Scientific Reports 2020 134 citations ? Citation count from OpenAlex, updated daily. May differ slightly from the publisher's own count.
Karin Kvale, A. E. Friederike Prowe, Chia‐Te Chien, Angela Landolfi, Andreas Oschlies

Summary

This study examined the role of biological processes — including ingestion, biofouling, and sinking of fecal pellets — in creating a global biological sink for microplastic particles at depth in the ocean. It estimated that roughly 4% of annual plastic waste enters the ocean, and biological packaging of plastics into dense aggregates and fecal pellets accelerates particle sinking.

Study Type Environmental

Every year, about four percent of the plastic waste generated worldwide ends up in the ocean. What happens to the plastic there is poorly understood, though a growing body of evidence suggests it is rapidly spreading throughout the global ocean. The mechanisms of this spread are straightforward for buoyant larger plastics that can be accurately modelled using Lagrangian particle models. But the fate of the smallest size fractions (the microplastics) are less straightforward, in part because they can aggregate in sinking marine snow and faecal pellets.
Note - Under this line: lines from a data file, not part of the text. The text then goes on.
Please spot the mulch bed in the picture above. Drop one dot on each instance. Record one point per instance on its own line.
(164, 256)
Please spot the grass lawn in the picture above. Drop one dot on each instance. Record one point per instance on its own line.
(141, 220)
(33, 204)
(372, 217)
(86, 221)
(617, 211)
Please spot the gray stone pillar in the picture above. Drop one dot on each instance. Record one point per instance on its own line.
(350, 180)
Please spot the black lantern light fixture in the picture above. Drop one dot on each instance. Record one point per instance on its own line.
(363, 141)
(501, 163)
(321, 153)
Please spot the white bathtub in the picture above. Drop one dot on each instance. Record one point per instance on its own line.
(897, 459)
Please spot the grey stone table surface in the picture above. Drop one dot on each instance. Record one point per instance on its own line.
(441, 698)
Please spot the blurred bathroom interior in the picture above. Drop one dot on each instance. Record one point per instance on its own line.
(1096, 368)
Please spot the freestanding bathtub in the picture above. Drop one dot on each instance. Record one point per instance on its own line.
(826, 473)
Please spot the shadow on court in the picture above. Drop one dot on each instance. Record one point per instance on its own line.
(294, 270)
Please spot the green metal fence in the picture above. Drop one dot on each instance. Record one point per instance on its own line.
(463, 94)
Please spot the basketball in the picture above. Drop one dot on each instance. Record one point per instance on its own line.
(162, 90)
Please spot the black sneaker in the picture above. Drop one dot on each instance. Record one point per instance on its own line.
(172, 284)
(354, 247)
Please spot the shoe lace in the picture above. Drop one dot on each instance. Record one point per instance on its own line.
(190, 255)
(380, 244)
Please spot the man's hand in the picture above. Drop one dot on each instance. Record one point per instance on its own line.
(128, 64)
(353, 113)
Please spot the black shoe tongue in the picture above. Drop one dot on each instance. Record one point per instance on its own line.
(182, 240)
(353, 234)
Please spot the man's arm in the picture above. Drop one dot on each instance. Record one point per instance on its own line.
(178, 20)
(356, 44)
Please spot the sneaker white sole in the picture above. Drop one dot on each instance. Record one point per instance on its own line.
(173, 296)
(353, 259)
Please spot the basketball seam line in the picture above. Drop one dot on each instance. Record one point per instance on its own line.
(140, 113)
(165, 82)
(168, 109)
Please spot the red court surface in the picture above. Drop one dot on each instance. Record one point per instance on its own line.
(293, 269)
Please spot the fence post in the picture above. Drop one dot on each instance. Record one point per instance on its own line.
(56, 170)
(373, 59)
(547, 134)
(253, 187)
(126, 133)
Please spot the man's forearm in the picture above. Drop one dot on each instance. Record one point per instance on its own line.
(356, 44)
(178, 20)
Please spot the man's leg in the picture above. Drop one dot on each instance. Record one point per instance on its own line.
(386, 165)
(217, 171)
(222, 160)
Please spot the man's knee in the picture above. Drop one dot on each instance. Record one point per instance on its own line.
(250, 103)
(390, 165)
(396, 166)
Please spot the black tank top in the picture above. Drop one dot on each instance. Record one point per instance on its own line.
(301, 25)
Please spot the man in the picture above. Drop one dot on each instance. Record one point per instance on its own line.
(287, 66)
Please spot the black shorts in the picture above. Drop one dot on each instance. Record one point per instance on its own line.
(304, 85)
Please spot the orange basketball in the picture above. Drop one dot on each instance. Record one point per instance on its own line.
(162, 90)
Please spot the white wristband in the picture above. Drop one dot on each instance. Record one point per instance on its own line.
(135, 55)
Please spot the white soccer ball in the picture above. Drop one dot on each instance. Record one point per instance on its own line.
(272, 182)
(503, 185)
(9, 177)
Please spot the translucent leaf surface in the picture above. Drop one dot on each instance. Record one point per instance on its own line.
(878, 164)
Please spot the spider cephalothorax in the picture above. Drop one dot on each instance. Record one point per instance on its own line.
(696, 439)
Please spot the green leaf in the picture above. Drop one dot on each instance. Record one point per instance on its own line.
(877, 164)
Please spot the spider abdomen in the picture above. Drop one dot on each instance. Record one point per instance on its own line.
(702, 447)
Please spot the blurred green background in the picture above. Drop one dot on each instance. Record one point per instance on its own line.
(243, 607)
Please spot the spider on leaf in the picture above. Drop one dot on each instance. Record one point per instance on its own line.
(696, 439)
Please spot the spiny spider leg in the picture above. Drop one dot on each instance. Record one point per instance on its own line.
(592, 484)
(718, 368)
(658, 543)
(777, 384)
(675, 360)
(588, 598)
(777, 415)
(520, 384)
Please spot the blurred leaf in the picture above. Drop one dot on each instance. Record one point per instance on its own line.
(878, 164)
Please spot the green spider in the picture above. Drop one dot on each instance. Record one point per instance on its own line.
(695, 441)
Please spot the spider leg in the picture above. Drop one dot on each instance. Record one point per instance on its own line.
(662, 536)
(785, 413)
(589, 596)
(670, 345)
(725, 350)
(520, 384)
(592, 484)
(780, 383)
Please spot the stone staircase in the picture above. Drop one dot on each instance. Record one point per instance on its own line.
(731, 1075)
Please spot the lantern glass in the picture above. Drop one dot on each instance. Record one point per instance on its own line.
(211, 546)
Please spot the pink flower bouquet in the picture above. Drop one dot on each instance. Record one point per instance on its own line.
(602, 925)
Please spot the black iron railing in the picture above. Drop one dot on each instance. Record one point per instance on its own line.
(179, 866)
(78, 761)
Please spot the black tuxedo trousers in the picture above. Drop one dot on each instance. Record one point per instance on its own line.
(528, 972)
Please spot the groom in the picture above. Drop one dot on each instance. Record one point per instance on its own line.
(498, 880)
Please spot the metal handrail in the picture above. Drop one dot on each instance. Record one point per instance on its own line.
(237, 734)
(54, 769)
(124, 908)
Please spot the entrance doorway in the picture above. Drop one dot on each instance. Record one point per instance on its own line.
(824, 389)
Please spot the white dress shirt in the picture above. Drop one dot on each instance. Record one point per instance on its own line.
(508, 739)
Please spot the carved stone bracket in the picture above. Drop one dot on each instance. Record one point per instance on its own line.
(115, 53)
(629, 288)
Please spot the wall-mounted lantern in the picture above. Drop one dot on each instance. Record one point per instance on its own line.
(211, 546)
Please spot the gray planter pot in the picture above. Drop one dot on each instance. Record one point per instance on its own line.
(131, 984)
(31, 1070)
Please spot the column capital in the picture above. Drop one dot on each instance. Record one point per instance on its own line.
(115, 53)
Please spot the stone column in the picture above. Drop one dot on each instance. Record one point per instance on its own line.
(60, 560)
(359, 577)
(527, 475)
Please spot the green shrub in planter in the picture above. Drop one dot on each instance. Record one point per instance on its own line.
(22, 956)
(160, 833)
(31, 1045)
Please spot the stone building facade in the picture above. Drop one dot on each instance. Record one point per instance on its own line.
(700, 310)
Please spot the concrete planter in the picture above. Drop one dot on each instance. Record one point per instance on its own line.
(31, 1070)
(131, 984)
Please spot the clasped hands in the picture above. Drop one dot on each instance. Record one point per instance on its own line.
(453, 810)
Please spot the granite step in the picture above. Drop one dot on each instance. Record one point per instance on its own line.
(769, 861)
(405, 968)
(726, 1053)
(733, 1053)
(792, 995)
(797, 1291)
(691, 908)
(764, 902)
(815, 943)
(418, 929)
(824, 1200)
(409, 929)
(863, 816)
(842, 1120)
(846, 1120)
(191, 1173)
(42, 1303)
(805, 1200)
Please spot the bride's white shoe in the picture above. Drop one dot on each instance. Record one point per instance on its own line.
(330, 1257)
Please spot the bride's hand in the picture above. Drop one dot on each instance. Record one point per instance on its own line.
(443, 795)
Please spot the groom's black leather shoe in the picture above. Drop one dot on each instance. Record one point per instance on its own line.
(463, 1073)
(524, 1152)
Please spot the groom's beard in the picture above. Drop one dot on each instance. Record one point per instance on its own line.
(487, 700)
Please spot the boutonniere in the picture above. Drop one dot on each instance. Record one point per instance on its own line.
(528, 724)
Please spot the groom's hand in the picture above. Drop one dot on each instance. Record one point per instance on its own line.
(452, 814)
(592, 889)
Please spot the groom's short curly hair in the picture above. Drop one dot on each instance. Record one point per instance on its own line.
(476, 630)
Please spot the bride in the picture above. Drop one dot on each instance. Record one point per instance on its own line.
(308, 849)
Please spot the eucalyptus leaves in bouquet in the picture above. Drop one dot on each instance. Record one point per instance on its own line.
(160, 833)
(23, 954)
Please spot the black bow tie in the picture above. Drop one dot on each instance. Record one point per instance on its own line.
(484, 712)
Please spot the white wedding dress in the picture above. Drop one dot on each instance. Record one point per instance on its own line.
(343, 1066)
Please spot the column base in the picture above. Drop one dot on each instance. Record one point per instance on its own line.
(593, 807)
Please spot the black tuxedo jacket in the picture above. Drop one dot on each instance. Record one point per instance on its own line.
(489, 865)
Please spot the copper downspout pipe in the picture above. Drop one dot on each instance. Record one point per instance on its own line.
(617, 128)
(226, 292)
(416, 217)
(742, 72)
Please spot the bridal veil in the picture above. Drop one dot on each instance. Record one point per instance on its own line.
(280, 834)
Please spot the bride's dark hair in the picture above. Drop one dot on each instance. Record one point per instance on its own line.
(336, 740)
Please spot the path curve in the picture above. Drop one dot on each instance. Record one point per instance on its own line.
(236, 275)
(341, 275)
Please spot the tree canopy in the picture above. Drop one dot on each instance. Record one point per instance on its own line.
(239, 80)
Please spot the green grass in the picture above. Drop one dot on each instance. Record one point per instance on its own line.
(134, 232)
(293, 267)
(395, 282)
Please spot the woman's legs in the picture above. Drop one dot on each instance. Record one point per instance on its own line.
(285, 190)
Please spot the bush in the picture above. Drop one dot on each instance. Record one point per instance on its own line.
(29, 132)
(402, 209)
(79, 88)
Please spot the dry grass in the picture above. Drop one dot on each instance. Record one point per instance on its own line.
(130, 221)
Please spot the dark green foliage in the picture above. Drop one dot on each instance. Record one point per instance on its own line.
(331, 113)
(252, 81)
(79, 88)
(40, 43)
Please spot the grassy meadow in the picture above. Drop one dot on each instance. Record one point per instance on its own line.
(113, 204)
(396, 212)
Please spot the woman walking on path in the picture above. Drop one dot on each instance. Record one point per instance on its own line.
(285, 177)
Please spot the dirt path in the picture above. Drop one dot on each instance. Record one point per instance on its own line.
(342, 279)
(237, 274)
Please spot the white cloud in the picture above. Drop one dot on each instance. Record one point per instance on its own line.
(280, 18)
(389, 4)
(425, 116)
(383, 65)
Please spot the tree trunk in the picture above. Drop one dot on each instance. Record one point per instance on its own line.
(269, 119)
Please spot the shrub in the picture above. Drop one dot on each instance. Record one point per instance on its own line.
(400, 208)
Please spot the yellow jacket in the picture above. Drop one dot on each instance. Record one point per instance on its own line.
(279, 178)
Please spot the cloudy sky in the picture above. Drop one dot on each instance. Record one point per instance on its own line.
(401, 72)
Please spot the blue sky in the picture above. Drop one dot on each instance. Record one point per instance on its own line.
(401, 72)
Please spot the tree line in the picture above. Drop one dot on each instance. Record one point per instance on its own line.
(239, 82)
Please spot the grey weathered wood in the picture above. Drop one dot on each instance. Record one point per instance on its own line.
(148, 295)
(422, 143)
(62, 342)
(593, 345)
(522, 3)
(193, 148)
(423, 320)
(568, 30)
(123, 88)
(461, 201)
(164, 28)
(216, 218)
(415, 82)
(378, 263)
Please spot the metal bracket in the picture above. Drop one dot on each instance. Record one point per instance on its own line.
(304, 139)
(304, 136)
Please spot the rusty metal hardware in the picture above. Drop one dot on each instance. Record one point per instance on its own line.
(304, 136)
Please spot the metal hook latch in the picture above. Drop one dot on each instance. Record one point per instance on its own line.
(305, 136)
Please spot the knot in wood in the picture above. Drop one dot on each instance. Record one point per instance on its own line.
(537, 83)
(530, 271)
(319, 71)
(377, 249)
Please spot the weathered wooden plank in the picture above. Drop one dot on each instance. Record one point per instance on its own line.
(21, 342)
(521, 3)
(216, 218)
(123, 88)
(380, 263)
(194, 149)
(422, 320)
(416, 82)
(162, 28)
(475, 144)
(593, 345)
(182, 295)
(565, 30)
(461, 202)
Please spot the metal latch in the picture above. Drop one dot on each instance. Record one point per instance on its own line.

This biologically-mediated pathway is suspected to be a primary surface microplastic removal mechanism, but exactly how it might work in the real ocean is unknown. We search the parameter space of a new microplastic model embedded in an earth system model to show that biological uptake can significantly shape global microplastic inventory and distributions and even account for the budgetary "missing" fraction of surface microplastic, despite being an inefficient removal mechanism. While a lack of observational data hampers our ability to choose a set of "best" model parameters, our effort represents a first tool for quantitatively assessing hypotheses for microplastic interaction with ocean biology at the global scale.